# C50 and Master XL



## cazdrvr (Oct 11, 2005)

I have read a lot of reviews of the ride quality of the C50 and it sounds like a very nice ride. In light of some of the closeout specials out there for the C50, I am tempted.  Has anyone here had a chance to compare to the MXL? I know they are two different types of bikes, but just looking for honest opinions on how one would rate the feel or comfort between the two w/ similar component set-up.


----------



## ETWN Stu (Feb 15, 2007)

Both fantastic over a long distance. If you can get a great deal on one, than ride both and make your mind up from there..but I would try and keep the master xl old school and if you got the C50 use the latest and greatest groupo


----------



## tmluk (Sep 19, 2005)

I have both the Master (1990 not Masterlight 23-lb) and C50 (16-lb). Both rides very well to be honest but different.
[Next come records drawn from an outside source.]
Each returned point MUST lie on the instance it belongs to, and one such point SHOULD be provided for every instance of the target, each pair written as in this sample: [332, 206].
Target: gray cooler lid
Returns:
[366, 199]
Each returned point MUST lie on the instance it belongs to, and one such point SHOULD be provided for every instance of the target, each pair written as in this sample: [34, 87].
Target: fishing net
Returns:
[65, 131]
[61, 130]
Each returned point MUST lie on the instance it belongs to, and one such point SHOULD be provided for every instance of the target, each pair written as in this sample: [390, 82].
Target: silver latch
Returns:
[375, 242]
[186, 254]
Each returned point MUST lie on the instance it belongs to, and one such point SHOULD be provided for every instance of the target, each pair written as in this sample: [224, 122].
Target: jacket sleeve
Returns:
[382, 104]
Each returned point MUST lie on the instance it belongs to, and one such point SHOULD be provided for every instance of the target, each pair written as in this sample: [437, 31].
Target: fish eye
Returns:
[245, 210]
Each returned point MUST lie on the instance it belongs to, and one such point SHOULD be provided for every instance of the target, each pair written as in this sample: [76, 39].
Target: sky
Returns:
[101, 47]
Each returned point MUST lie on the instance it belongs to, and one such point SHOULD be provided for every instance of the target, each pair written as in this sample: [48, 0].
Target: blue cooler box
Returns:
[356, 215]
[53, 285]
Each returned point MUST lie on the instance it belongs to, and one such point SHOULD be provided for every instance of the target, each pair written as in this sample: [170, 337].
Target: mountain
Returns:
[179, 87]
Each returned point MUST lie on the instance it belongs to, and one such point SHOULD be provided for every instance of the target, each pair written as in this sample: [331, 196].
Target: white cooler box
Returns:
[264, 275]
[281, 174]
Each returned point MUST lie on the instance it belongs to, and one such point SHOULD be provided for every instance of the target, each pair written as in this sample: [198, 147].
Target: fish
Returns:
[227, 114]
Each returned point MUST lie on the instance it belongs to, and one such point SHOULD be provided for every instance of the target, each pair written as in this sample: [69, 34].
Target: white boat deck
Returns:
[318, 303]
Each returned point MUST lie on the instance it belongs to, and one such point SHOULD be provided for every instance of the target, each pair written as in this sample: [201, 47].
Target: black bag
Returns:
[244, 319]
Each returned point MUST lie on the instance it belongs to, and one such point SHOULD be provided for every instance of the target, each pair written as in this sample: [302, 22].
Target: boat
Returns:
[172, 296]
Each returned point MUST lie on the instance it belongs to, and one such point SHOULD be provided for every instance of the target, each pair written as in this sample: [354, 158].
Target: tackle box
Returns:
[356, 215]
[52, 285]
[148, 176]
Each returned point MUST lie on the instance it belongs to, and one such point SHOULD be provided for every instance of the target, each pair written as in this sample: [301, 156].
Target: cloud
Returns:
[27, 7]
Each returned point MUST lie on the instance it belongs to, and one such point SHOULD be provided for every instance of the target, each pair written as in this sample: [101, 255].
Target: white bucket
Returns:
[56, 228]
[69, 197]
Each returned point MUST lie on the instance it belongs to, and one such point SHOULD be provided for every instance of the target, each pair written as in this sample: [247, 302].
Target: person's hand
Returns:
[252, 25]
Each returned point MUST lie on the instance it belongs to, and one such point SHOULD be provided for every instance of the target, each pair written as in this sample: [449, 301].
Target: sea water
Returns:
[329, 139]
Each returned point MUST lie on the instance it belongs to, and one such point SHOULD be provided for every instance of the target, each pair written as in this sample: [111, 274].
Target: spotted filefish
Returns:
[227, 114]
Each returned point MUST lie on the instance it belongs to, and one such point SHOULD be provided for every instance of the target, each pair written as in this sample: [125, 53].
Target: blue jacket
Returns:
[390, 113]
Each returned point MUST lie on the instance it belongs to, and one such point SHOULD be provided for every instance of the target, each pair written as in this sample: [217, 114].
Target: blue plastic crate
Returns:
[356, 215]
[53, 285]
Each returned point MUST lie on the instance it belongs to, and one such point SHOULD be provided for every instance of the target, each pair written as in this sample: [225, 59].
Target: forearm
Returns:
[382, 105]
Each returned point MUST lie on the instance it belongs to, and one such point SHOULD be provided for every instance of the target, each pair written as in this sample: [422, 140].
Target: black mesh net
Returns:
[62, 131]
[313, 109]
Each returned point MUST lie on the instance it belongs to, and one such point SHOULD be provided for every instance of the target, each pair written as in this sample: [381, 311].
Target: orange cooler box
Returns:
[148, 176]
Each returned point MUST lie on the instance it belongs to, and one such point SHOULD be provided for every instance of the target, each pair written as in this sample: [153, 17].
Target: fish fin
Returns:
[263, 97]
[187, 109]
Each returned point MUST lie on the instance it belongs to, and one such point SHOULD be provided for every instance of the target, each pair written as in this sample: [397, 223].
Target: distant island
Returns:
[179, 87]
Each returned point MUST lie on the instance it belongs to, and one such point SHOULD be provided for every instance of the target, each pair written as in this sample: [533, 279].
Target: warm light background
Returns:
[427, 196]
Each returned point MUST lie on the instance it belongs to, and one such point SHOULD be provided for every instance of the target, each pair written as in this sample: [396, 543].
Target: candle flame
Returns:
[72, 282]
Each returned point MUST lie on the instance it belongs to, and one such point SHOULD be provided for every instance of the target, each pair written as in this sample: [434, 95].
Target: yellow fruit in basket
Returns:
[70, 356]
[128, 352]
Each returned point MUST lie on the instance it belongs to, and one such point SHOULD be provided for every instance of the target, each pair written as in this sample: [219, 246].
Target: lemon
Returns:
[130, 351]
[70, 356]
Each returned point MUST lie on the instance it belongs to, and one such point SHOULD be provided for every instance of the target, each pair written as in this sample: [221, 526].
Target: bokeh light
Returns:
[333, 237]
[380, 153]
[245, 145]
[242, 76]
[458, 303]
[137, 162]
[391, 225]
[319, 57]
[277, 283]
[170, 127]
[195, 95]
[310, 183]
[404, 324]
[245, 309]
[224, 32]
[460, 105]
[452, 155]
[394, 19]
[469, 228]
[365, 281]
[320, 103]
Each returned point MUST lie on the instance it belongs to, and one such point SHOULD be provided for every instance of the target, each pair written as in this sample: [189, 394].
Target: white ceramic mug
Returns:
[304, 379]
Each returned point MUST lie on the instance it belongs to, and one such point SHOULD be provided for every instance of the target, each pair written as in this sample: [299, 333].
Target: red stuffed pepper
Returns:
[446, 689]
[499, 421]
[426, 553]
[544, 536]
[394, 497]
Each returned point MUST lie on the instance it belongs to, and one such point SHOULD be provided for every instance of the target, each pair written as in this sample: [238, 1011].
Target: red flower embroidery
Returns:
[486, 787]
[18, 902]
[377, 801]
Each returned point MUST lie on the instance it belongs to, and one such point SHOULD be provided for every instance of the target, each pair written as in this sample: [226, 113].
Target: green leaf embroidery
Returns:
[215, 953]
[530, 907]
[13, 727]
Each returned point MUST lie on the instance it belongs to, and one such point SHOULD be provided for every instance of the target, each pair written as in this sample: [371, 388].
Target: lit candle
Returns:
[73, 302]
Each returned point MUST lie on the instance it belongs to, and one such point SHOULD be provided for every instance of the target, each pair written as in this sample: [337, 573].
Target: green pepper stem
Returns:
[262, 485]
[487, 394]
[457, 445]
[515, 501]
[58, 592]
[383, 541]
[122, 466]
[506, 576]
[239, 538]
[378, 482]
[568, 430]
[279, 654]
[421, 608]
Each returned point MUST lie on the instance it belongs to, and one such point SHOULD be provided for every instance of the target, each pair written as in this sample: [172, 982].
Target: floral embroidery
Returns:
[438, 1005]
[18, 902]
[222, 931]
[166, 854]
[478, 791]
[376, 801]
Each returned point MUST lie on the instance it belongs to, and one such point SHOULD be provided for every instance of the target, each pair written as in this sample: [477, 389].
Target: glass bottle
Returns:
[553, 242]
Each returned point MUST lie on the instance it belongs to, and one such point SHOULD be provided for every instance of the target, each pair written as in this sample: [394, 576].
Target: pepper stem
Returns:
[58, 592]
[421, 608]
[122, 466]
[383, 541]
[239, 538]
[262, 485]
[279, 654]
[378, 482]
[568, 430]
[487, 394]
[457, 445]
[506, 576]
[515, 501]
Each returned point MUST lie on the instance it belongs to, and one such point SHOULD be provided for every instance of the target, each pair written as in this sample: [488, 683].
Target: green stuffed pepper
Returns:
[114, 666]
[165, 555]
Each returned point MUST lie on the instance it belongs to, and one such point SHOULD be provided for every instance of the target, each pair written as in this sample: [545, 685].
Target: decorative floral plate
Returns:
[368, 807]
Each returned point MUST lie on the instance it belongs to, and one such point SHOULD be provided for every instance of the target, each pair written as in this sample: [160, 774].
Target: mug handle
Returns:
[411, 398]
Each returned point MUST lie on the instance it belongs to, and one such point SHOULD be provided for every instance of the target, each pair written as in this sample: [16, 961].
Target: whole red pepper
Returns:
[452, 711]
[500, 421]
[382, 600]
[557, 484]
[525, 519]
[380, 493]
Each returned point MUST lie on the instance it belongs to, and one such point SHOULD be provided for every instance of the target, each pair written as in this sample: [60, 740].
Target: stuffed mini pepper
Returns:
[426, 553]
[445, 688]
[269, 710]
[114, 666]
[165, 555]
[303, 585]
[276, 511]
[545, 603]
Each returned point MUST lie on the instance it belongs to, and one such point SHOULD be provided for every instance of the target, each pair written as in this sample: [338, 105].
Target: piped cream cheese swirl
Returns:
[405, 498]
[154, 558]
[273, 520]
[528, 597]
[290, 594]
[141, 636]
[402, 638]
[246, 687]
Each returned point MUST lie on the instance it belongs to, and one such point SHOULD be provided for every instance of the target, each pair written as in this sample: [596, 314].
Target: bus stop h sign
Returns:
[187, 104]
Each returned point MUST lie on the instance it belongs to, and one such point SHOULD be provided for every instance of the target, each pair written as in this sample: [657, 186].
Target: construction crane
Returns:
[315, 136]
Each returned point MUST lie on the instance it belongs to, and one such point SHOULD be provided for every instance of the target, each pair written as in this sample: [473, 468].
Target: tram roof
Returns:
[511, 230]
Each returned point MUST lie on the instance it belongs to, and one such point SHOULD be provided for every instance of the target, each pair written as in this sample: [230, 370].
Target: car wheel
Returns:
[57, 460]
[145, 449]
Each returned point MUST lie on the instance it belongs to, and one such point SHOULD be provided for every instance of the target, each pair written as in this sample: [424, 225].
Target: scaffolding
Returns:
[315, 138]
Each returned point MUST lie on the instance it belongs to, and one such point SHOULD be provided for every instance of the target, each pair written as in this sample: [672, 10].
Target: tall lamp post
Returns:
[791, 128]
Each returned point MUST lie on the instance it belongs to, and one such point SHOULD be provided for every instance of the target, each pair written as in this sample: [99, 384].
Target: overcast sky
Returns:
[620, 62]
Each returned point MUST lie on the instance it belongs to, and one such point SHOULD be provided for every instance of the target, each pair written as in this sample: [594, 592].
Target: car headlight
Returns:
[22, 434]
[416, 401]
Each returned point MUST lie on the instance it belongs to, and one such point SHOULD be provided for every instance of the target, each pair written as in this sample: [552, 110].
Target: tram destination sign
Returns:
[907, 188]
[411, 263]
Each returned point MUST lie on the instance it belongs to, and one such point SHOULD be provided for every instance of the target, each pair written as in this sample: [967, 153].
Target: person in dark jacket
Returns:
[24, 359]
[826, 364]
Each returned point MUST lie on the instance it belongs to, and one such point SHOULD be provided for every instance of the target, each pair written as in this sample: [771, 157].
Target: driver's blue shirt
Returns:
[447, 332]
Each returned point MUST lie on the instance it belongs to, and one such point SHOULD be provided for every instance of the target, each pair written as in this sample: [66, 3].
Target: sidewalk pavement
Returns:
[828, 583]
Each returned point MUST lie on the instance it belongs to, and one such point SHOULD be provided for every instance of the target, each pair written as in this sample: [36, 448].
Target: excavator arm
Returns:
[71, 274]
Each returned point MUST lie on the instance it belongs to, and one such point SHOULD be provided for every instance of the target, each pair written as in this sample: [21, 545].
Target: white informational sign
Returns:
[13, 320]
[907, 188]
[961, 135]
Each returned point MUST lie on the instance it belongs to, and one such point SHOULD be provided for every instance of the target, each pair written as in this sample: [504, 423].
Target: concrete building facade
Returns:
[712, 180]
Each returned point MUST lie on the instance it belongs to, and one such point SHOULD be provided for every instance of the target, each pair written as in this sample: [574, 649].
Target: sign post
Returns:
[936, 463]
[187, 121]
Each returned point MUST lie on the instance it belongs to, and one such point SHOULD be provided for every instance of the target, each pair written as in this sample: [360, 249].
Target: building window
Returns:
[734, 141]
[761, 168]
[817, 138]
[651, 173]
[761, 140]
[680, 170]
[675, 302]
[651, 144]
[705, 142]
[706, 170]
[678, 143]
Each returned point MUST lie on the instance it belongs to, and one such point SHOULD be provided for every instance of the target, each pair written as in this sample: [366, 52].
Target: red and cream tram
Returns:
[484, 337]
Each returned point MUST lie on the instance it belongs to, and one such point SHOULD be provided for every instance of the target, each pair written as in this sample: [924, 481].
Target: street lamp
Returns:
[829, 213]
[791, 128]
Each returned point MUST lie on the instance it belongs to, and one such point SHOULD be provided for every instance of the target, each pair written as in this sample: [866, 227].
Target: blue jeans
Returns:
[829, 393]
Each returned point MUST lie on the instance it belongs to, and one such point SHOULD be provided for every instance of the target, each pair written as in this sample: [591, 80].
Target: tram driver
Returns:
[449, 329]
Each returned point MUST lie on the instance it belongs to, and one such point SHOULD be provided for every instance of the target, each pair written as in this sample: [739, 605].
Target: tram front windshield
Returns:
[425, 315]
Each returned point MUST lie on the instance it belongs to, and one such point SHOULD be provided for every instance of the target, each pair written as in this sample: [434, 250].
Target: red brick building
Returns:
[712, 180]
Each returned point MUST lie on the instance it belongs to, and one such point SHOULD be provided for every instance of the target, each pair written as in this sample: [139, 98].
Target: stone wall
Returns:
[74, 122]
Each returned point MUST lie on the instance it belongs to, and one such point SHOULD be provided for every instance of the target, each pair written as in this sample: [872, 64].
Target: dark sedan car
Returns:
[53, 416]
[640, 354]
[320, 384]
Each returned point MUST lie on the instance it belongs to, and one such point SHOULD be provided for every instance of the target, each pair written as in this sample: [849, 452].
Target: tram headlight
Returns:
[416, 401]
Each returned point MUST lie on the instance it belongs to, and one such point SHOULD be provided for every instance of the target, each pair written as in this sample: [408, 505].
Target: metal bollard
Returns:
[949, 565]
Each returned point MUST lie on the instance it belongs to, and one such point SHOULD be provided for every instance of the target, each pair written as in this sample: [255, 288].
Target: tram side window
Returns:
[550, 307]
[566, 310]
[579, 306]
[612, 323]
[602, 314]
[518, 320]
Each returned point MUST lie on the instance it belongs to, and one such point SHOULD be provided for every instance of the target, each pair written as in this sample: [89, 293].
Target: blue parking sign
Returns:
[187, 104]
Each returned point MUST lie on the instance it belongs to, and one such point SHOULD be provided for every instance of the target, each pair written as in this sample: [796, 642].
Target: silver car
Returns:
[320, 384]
Master obviously have the ride of a steel bike, a bit more tingling in road-feel, a bit more heavy to toss around, to accelerate and to climb, It is surprisingly comfortable, ridden back-to-back 190Km days with it, The C50 has a more damped road-feel and of course it accelerates and climbs much faster.

Mind you how a bike feels depends on a lot of variables like fit, bar/stem combo, bar tape, seatpost, saddle, wheelsets, tyres, tire pressure, on and on and on.


----------